Both halves of the 35-foot, all-metal stabilizer were found almost a half- mile behind the crash. And on both were matted the blood, feathers and flesh of an unidentified bird.
But what kind of bird was it that could disable a huge aircraft like the Viscount turboprop – built to endure the stress and strain of high speed, the giant force of wind and storm – disable it so badly that it would spin out of control to disaster? It is a question that air experts and ornithologists alike have been asking themselves – and each other – and so far, none of the answers has satisfied anyone.
Leon Tanguay, safety director for the CAB, declared about the bird theory: “I have never known of such a thing to happen. I’m not sure that this happened!” But neither he nor anyone else can explain the feathers, blood and flesh on that stabilizer torn off by terrible impact.
The Chief Medical Examiner of Maryland, who examined the gory remains of the creature plastered to the stabilizer, said cautiously “I’ve got a foot-square piece of the carcass. It’s white with down below the feathers – it couldn’t be anything else but a swan!” He didn’t convince the investigators from CAB and FAA. One of them said, off the record: “There’s talk that it was a swan or a goose. But only ONE bird! It doesn’t add up.”
So unconvinced were the investigators that Army helicopters were assigned to hedge-hop the fatal route the plane had followed from Baltimore to Washington “in an effort to find more carcasses or remains which might indicate this was a flock instead of a single bird,“ explained Mr. Van Epps. “They found nothing,” he added uneasily.
Among pilots, civil and military, the swan or goose theory produced outright contempt. A former World War II fighter pilot, now flying for a commercial airline, said, “That swan would have to be straight out of a science-fiction movie. Take a look at the stabilizers on a big place sometime. They’re built to take strain. They have to be. Without the stabilizer, the pilot has no control. During the war I saw big Flying Fortresses come back with their stabilizers shot to hell by machine guns and cannon shells. Nobody can tell me that a swan could tear one loose from the ship!”
Another pilot – now an aeronautical engineer – asks a more intriguing question. “What I’d like to know is how this ‘bird’ managed to get through the arc of the props and hit the tail? You look at the design of the Viscount.
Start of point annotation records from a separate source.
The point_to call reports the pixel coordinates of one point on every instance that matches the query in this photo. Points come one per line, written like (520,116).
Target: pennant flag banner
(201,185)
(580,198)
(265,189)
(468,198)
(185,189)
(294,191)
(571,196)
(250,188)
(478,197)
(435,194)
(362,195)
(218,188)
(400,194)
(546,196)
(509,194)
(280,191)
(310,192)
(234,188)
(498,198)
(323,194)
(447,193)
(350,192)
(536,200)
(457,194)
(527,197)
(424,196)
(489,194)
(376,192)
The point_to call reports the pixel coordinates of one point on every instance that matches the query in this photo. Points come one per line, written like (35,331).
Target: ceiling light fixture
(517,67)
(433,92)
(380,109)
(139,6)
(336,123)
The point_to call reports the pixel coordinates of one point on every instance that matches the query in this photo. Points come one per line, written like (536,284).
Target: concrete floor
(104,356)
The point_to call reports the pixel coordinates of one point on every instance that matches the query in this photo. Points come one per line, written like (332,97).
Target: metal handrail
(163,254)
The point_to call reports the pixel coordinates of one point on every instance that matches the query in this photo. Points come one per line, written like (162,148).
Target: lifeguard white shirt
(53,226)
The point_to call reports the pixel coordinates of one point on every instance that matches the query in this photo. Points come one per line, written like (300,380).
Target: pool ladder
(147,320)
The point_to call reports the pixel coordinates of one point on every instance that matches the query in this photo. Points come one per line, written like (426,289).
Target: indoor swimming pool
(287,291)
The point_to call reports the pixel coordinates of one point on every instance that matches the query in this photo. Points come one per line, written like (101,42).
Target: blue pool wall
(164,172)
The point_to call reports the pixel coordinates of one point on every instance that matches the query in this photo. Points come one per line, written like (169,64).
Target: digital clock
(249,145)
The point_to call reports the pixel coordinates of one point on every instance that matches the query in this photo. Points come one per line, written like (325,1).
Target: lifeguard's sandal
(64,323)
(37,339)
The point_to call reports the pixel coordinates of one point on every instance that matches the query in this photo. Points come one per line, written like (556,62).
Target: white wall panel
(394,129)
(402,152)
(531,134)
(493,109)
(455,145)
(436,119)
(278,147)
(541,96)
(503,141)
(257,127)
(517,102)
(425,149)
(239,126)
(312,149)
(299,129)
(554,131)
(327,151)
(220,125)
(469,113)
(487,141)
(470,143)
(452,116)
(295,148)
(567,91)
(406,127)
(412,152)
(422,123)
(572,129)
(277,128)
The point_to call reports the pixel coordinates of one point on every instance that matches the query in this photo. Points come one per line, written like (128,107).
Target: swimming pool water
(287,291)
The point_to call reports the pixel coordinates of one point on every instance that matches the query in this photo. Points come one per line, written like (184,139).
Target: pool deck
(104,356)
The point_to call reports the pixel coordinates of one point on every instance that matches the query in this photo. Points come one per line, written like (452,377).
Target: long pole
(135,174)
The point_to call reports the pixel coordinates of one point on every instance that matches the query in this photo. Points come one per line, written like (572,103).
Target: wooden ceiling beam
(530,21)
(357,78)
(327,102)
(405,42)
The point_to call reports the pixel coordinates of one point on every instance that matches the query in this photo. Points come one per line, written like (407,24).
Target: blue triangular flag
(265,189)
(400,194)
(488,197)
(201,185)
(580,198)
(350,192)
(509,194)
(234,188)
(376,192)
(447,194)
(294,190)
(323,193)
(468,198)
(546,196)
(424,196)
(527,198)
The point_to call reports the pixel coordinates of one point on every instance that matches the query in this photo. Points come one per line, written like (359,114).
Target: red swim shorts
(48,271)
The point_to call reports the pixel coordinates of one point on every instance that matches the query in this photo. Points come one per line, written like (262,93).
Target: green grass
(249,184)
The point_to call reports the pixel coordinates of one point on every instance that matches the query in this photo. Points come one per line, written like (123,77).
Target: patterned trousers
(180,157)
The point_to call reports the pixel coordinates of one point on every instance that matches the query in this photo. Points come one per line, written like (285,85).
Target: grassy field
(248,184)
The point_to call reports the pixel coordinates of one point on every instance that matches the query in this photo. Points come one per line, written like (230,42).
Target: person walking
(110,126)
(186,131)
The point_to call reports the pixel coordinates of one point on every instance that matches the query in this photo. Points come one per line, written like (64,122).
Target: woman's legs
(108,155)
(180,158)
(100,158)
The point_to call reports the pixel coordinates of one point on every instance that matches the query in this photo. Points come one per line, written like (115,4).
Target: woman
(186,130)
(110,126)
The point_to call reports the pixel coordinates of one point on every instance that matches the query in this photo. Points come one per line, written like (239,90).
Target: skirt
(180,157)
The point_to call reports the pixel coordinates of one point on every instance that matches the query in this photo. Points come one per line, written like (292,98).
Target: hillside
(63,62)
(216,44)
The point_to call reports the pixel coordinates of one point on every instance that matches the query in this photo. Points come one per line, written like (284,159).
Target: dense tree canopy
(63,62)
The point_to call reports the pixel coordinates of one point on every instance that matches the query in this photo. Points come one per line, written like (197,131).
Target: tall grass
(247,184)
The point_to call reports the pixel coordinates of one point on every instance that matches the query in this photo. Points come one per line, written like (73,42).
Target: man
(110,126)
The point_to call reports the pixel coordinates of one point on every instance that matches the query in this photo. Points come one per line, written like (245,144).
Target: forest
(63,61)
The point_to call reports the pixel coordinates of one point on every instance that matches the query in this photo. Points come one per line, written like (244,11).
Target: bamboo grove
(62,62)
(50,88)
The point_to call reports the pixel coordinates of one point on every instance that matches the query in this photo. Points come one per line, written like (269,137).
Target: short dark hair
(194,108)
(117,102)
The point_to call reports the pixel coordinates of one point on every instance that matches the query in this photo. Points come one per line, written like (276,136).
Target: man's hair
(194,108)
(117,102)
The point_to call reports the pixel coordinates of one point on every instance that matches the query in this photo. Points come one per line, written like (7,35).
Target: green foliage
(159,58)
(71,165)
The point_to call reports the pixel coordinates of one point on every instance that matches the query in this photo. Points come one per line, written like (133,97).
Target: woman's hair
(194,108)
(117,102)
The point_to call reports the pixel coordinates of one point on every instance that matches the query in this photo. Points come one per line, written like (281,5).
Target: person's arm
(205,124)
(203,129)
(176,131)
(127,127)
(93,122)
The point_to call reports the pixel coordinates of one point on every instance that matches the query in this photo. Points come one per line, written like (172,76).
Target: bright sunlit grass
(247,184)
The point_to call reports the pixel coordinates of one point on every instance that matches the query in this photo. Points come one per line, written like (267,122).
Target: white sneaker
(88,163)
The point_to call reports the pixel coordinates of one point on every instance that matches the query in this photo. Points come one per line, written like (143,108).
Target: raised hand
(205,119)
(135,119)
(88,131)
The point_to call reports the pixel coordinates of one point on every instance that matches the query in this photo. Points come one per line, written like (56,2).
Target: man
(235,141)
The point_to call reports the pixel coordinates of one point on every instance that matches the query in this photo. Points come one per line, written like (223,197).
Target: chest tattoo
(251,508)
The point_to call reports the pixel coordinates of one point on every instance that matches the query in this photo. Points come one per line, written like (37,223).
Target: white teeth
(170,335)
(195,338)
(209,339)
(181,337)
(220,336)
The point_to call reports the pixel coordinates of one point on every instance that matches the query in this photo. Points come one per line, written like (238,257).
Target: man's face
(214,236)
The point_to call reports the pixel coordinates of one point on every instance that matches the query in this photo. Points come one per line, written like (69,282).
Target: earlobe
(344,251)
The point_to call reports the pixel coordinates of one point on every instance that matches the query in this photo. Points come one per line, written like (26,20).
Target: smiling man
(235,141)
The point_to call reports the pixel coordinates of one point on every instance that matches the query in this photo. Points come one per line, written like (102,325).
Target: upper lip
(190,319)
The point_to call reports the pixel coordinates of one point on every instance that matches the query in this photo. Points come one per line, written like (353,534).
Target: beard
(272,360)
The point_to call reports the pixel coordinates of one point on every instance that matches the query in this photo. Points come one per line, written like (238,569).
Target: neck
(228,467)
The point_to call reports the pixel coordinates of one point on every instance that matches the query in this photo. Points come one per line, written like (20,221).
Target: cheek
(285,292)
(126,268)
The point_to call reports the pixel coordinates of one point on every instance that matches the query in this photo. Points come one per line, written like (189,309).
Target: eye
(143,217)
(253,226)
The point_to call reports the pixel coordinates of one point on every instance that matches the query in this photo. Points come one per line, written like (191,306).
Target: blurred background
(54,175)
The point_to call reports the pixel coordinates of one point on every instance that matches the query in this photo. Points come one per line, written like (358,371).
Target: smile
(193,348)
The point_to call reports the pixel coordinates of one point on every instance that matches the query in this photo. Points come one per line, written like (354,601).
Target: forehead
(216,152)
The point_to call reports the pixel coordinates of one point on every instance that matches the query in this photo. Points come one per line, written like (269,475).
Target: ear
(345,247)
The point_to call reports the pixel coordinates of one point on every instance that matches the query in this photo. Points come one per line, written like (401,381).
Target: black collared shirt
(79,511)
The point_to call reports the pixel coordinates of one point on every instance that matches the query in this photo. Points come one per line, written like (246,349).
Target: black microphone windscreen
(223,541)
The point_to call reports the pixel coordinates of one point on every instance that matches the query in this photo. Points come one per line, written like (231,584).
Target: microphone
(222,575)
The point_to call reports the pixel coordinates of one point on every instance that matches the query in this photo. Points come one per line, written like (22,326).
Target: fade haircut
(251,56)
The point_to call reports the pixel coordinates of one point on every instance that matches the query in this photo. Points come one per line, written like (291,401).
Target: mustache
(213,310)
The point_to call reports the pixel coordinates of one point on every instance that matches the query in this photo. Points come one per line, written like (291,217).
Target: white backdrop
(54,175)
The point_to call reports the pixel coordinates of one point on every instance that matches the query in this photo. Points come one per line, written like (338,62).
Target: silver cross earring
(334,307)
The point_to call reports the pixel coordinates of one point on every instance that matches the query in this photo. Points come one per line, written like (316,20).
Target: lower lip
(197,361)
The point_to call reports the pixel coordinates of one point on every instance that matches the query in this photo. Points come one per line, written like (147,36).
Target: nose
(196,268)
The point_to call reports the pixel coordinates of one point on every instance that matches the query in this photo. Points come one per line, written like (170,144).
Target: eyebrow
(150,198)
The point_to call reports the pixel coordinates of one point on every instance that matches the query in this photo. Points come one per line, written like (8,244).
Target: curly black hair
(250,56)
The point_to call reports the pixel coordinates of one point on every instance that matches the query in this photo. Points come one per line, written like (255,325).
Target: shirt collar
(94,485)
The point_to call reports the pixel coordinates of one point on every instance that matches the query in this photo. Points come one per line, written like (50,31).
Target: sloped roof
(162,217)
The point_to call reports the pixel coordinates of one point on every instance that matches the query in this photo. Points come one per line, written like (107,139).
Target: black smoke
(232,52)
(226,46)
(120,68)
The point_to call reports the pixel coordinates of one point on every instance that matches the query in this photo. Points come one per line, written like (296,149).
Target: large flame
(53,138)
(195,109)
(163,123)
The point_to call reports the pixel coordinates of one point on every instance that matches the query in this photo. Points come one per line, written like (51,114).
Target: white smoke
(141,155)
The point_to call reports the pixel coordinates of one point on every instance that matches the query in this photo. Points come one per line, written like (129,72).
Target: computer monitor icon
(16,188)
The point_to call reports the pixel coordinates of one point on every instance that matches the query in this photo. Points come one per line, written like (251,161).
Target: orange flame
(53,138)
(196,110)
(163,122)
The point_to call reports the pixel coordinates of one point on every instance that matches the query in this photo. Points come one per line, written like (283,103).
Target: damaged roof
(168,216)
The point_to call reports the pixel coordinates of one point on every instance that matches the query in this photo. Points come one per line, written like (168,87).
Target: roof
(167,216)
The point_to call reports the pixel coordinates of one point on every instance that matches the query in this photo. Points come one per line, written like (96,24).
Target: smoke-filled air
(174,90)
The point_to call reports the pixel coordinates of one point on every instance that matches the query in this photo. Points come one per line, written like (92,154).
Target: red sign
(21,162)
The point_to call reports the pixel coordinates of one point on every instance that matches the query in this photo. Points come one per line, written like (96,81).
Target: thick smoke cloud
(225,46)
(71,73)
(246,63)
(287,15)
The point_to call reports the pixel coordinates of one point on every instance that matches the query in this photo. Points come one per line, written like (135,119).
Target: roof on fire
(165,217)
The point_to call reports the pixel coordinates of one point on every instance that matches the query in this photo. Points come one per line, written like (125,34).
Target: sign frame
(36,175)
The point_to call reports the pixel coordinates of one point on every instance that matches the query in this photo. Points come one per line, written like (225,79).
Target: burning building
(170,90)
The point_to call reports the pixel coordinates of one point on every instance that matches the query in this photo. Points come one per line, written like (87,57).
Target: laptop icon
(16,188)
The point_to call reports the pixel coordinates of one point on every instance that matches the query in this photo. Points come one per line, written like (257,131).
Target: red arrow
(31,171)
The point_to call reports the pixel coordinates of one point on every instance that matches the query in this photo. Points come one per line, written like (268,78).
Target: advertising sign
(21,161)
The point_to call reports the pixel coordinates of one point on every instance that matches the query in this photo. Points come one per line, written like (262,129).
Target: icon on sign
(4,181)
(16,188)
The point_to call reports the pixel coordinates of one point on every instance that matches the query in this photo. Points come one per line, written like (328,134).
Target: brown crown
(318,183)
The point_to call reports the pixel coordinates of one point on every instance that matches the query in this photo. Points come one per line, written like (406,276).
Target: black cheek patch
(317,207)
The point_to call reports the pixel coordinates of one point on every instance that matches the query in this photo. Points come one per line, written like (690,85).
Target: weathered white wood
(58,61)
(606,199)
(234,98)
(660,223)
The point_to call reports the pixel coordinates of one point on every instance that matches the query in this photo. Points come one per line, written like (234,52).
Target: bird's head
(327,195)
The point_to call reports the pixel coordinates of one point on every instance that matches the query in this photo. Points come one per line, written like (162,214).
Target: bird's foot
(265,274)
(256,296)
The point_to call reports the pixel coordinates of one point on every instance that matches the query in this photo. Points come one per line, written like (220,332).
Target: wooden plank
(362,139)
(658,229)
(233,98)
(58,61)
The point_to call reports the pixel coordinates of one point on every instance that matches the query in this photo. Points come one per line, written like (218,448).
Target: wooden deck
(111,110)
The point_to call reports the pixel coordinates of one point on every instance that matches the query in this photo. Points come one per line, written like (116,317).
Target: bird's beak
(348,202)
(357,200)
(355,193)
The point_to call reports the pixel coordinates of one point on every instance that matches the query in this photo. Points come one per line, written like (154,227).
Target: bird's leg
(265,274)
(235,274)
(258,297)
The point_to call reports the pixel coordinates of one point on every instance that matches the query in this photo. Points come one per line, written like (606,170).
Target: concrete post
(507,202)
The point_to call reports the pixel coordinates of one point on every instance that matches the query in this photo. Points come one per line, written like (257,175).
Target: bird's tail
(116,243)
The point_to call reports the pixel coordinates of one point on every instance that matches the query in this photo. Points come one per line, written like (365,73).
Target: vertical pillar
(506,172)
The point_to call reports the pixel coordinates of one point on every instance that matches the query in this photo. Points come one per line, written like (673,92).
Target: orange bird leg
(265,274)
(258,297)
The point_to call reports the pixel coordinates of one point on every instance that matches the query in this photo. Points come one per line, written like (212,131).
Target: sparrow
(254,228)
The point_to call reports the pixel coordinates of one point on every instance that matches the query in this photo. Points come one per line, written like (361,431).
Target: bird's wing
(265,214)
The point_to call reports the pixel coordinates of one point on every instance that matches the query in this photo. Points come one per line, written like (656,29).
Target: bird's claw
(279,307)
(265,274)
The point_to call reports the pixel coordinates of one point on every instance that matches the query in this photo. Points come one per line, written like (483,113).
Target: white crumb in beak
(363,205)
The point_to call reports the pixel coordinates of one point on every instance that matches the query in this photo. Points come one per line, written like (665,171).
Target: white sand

It would be almost impossible unless . . . . ? Unless we assume that it actually swooped in from the side, behind the wings, was able to buck the slipstream, then deliberately dove into the tail section. It’s ridiculous! What kind of a bird could do that?”
What kind of bird, indeed? A bird that could rip a section of metal off the tail assembly, a slab of metal 35 feet long and 238 square yards in area, rip it off like a slice of balsawood off a child’s toy plane?
The answer seems obvious. A bird big enough to carry off a sheep or a calf or a man. A Thunderbird.